Где-то в глубинах больничных коридоров послышалось: «Обед!». Я встал. Бабушка тоже. Она мне понравилась. Я взял её за руку и искренне произнёс:
— Бабуля Эльвира Эдуардовна. Очень, очень рад с Вами познакомиться.
Она смотрела на меня как на полоумного, но руку не забрала и даже немного улыбнулась. Надо все же продумать мне общение с близкими, а то совсем уж на сумасшедшего похож сейчас. Очень трудно оказалось вживаться в роль подростка. Взрослому мужику пацана изображать — задачка не из простых. Прожитые годы из головы не выкинешь. Но постараться надо, а то спалюсь.
Мы попрощались. Я попросил бабулю, если будет возможность, приходить еще. И пошаркал на полной скорости в сторону Хирургии к себе в палату. Навстречу мне буфетчица-хохотушка катила пустую тележку за очередной партией мисок с едой.
Эльвира Эдуардовна шла по коридору больницы и не могла прийти в себя. Мысли путались, заставляя ее то и дело замедлять шаг и в очередной раз прокручивать в голове разговор с внуком.
Павел был совершенно не похож на себя. Разговаривал очень странно.
Эльвира привыкла постоянно заботиться о нем, поскольку паренек рос хоть и смышленым, но совершенно бестолковым в бытовом плане. Внук был довольно общителен, друзья у него были, но очень уж незрелым и импульсивным был пока. Да еще и в Дианку эту влюбился, будь она неладна.
Узнав о случившемся, женщина была готова увидеть сломленного, ищущего защиты и утешения подростка.
Но сегодня перед Эльвирой стоял совершенно другой человек. Враз повзрослевший, рассудительный, владеющий эмоциями. Ни тени произошедшего, ни слова жалоб. А от его обращения на «вы» и по имени отчеству вообще мороз пробирал по коже. А все эти рассуждения о возможных причинах прыжка с моста и расспросы о семье?!
Как же так могло произойти? Неужели человек в одночасье может так измениться внутренне?
Что же с ним такое произошло? — в очередной раз подумала Эльвира и, покачав головой, задумчиво вышла из больницы.
Я сел на свою постель.
На соседней койке Иван приподнялся на локте и спросил меня:
— Ну, как тебе бабушка? — поинтересовался он, многозначительно растягивая последнее слово.
— О, мировая тётка, — воскликнул я, не в силах сдержать своего восторга.
— Правда? — переспросил Иван с сомнением.
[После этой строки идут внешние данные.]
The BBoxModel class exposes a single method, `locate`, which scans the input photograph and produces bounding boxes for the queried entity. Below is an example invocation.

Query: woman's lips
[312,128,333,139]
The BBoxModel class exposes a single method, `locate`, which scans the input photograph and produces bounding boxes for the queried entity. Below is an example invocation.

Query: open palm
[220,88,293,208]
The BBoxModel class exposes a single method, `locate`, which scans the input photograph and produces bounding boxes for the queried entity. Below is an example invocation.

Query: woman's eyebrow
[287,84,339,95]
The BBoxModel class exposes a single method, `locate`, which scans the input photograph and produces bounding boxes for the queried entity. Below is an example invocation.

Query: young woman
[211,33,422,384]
В этот момент к деду Митричу пришла его бабулька. Приятная такая маленькая бабулька, божий одуванчик, в платочке. Принесла деду домашней еды в кастрюльке и домашней выпечки. В палате так запахло пирогами с капустой, что я чуть слюной не захлебнулся.
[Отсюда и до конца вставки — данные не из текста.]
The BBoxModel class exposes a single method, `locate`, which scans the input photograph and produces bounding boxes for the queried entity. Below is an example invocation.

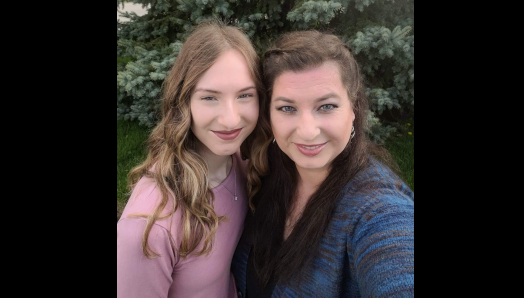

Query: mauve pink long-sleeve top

Хорошо, что буфетчица очень скоро раздала нам по миске серого супа, гречки с биточками и по стакану компота. На обед полагалось два кусочка хлеба.
Я порылся в авоське, которую принесла мне бабушка, нашёл ложку, батон, коробку сладкой соломки к чаю и стеклянную бутылку кефира. В кастрюльке была гречневая каша, сваренная с салом и луком.
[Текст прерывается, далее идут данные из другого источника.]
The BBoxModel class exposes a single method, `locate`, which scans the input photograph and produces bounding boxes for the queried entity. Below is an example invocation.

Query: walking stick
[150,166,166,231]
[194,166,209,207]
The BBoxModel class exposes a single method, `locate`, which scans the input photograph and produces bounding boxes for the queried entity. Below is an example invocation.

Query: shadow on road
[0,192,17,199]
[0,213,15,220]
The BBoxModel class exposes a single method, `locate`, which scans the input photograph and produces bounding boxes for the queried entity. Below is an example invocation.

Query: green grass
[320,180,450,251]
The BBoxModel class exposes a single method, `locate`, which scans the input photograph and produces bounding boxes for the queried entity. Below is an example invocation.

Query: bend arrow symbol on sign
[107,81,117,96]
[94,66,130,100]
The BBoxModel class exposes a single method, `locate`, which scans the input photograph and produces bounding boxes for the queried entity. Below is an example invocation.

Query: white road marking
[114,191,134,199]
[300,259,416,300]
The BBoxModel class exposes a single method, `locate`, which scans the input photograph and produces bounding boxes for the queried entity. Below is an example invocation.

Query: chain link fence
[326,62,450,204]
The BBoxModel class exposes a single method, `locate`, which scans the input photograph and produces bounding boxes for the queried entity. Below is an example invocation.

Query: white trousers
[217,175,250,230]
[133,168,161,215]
Я съел все, кроме супа, такое ощущение, что кроме рыбьих костей и кусочков картошки в нём больше ничего не было. Сразу видно, что сегодня четверг, рыбный день.
У меня осталась половина батона, коробка соломки и бутылка кефира. Оставил их на полдник.
Я лег, взял в руки коробку соломки, покрутил, понюхал. Нахлынули воспоминания детства. Маленьким я очень любил её.
Вернулось чувство умиротворения из далекого прошлого, когда всё было хорошо и надёжно, когда коробка соломки могла сделать тебя счастливым. Не было ещё в моей жизни потерь и горьких разочарований. Жизнь впереди виделась долгой и счастливой.
Я не заметил, как уснул. А снился мне советский Крым. Тёплый, солнечный, зелёный, мирный, неторопливый и добродушный. Ласковое теплое море и радостные лица счастливых советских отдыхающих.
Проснулся я от громкого смеха над ухом. Вероничка пришла к Ивану как обещала. Я встал и пошёл пройтись по коридору. Когда я вернулся, девушки уже не было. На лице Ивана блуждала улыбка глубоко влюблённого человека. Взгляд устремлён был куда-то сквозь стены. Наверное, в светлое будущее. Я знал, каким будет для милиции и всей страны это будущее. Но до него ещё 20 лет. Пусть помечтает.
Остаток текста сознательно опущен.